A record number of fake online pharmacies worldwide have been shut down in an operation targeting the sale of counterfeit and illicit medicines and medical products.
Co-ordinated by international police organisation Interpol, police forces, customs and health regulatory authorities from 92 countries closed down or removed 113,020 websites, web links and online marketplaces.
That is the highest number since the first of 14 operations conducted under the name Pangea since 2008.
The latest action also resulted in 277 arrests and seizure of around 9m medical devices and illicit pharmaceuticals worldwide. The potentially dangerous medicines are worth more than $23M (€19m), according to Interpol.
“Operation Pangea XIV also showed that criminals are continuing to cash in on the demand for personal protection and hygiene products generated by the Covid-19 pandemic,” the France-based organisation said.
Fake and unauthorised coronavirus testing kits accounted for more than half of all medical devices seized.
“As the pandemic forced more people to move their lives online, criminals were quick to target these new ‘customers’,” said Interpol’s secretary-general Juergen Stock.
“Whilst some individuals were knowingly buying illicit medicines, many thousands of victims were unwittingly putting their health and potentially their lives at risk.”

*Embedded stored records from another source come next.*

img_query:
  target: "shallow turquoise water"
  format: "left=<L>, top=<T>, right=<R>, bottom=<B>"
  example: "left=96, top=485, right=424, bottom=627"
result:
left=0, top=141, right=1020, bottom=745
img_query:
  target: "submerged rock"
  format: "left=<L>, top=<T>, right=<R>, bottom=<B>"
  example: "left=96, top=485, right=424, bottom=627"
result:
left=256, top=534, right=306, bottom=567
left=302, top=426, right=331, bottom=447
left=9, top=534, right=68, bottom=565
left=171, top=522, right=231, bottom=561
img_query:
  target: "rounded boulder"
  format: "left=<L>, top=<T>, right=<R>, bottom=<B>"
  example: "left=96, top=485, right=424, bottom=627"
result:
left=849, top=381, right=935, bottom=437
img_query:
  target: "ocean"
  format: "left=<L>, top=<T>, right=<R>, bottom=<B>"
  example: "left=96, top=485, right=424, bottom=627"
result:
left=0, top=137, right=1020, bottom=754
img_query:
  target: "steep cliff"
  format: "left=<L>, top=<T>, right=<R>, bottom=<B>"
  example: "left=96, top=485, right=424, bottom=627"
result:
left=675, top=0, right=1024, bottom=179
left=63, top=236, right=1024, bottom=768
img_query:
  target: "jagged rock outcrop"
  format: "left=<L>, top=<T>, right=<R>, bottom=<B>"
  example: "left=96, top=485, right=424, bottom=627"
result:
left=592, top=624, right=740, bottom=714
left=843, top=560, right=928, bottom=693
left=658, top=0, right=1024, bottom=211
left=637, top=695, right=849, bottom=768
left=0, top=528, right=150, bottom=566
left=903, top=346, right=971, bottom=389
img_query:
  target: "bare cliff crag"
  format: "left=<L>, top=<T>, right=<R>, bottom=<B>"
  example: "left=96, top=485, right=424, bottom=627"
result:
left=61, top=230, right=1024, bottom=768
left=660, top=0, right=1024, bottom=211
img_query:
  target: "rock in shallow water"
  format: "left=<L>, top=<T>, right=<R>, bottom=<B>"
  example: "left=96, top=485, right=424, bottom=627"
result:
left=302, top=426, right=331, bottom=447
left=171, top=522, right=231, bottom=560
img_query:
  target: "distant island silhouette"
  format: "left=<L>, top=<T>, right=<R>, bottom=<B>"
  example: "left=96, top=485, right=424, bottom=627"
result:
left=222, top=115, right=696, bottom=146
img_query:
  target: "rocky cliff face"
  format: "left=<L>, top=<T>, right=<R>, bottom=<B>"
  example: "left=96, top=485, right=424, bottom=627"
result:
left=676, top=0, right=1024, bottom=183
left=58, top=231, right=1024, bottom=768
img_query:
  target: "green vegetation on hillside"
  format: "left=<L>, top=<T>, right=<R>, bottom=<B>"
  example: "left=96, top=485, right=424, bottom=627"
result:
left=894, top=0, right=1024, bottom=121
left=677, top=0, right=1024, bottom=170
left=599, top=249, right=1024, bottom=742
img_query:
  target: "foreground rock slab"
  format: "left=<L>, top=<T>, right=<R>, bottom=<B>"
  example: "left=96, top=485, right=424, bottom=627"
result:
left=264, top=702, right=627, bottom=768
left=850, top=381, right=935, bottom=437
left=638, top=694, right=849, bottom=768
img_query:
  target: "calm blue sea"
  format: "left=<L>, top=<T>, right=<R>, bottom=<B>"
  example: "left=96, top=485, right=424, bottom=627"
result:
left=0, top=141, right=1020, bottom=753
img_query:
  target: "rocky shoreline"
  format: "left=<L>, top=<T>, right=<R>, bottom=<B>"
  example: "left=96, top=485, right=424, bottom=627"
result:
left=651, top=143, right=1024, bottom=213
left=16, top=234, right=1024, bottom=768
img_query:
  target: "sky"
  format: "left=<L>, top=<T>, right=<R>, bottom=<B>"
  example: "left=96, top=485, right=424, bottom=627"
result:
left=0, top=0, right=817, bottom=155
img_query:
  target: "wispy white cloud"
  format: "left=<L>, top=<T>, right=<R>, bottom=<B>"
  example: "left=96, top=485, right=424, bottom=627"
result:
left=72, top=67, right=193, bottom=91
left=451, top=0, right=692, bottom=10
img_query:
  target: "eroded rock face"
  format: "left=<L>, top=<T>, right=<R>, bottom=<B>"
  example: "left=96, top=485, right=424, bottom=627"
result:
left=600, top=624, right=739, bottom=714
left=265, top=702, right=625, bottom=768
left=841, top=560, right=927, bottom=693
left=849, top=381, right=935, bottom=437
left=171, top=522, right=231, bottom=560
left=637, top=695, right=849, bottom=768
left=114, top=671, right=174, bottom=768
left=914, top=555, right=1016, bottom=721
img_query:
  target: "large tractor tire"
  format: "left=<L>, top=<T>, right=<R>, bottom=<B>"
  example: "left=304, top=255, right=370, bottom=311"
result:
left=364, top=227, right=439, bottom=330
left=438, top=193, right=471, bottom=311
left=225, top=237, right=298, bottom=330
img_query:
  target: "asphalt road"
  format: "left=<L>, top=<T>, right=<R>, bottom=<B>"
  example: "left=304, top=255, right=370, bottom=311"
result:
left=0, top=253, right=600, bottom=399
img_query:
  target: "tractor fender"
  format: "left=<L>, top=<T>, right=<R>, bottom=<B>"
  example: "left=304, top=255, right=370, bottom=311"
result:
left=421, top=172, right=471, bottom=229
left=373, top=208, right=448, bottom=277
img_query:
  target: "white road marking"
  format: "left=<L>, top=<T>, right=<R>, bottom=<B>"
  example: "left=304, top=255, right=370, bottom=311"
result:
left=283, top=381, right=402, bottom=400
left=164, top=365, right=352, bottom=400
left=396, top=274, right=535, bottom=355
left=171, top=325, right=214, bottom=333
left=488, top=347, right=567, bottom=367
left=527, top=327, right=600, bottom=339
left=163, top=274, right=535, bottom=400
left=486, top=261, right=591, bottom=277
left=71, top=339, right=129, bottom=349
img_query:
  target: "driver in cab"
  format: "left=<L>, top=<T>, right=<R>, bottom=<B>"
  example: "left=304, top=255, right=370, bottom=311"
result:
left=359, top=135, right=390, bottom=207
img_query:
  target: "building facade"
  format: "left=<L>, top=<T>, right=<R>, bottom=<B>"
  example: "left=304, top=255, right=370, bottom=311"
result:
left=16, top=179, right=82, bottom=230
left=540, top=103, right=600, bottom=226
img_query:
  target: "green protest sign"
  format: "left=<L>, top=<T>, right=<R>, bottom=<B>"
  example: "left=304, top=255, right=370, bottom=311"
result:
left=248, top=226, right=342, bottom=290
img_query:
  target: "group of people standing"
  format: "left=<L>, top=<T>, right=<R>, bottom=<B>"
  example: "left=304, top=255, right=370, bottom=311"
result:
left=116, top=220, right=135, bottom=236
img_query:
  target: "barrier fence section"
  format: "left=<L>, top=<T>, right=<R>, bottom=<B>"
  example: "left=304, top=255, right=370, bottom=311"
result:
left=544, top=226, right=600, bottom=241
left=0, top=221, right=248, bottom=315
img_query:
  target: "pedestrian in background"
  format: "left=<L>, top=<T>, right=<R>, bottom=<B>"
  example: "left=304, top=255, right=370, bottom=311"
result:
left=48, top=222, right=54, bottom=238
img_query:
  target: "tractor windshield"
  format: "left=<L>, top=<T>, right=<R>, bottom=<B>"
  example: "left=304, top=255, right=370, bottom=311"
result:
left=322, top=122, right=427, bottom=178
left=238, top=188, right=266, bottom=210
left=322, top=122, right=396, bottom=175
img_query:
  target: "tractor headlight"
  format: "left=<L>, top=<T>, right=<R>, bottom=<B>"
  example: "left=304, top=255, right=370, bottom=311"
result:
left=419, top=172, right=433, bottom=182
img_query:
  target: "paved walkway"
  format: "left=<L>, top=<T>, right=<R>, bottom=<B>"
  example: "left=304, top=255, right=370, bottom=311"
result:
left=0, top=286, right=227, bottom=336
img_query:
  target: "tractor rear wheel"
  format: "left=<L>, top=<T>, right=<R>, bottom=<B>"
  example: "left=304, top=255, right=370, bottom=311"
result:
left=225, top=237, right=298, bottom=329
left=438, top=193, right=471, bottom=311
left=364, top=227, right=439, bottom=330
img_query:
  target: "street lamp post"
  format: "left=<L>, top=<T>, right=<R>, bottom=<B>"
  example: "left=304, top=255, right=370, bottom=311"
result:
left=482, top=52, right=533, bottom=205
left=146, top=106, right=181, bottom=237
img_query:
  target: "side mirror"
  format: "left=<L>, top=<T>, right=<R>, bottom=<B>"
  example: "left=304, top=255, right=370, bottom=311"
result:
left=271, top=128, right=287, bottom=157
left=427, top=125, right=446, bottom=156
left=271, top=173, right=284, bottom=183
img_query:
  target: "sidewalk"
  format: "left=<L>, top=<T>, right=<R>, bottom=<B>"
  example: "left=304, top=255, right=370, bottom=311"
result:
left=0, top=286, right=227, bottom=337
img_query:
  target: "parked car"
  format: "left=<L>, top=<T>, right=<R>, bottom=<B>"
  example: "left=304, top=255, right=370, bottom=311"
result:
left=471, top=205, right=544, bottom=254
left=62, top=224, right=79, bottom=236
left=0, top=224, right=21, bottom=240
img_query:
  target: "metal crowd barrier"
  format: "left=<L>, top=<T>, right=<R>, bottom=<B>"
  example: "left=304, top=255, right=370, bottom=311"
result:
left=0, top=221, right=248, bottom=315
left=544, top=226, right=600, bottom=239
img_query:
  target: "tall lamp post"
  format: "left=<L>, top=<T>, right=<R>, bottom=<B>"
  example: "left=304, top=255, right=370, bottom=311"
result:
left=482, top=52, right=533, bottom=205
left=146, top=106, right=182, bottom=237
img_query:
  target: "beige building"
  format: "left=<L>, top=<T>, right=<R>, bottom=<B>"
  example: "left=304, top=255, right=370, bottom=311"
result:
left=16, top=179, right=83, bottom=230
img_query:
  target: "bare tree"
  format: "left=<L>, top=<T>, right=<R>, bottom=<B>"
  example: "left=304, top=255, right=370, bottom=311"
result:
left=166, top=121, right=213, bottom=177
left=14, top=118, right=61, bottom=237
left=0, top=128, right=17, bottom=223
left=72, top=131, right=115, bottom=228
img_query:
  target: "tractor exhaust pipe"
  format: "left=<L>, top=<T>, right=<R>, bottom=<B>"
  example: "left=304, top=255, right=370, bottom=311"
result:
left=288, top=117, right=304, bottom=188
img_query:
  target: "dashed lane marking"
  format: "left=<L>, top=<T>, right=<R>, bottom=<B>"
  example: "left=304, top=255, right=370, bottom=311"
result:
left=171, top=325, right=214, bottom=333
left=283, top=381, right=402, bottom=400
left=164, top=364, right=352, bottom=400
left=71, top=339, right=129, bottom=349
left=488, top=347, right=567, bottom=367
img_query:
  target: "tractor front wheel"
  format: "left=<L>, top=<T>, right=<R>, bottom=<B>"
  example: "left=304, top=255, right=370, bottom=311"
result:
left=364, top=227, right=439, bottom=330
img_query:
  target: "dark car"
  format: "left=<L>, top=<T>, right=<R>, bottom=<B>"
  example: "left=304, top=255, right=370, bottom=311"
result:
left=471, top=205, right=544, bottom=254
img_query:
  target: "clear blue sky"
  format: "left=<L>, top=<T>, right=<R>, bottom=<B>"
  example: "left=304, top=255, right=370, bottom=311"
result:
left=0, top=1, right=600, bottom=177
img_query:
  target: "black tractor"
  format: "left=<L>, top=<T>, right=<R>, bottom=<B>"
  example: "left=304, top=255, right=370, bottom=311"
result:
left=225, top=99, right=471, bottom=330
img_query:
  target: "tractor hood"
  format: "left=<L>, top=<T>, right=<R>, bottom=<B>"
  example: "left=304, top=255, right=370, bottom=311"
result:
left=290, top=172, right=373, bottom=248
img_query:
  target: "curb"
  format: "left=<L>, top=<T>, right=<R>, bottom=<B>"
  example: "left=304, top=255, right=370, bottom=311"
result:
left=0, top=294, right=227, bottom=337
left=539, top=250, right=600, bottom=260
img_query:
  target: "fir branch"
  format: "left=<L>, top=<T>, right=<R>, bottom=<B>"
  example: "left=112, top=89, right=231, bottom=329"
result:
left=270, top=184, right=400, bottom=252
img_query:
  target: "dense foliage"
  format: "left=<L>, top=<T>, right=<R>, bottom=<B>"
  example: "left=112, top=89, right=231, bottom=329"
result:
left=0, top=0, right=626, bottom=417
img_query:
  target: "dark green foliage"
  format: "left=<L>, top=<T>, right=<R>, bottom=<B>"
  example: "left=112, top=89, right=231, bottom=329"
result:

The head of Interpol’s national central bureau in the Philippines, Allan Guisihan, added: “As crimes continue to evolve amidst the Covid-19 pandemic, the authorities must remain vigilant in dismantling criminal networks involved in the proliferation of illicit pharmaceutical products especially in online platforms.”
Among Operation Pangea XIV’s successes highlighted by Interpol were the seizure in Britain of around 3m fake medicines and devices worth more than $13m, removal of more than 3,100 advertising links for the illegal sale and supply of unlicensed medicines, and the shutdown of 43 websites.
In Venezuela, a man was arrested after he developed an e-commerce platform on WhatsApp to sell illicit medicines.
In Italy, authorities recovered more than 500,000 fake surgical masks as well as 35 industrial-scale machines used for production and packaging.
In Qatar, officials discovered 2,805 nerve pain tablets hidden inside tins of baked beans.
Overall, checks of around 710,000 packages led to the discovery of fake and illicit drugs hidden among clothes, jewellery, toys, food and baby products.
The fraud-financial crime aspect aside, Interpol also stressed the health dangers from fake medicines.
“Unauthorised and counterfeit medicines can be dangerous for a number of reasons. They may contain the wrong amount of active ingredient – too little, too much, or none at all – have altered expiration dates or been badly stored. This means they could be ineffective or contaminated.
“Raising public awareness of the potential dangers of buying medicines online was also part of Operation Pangea XIV,” it said.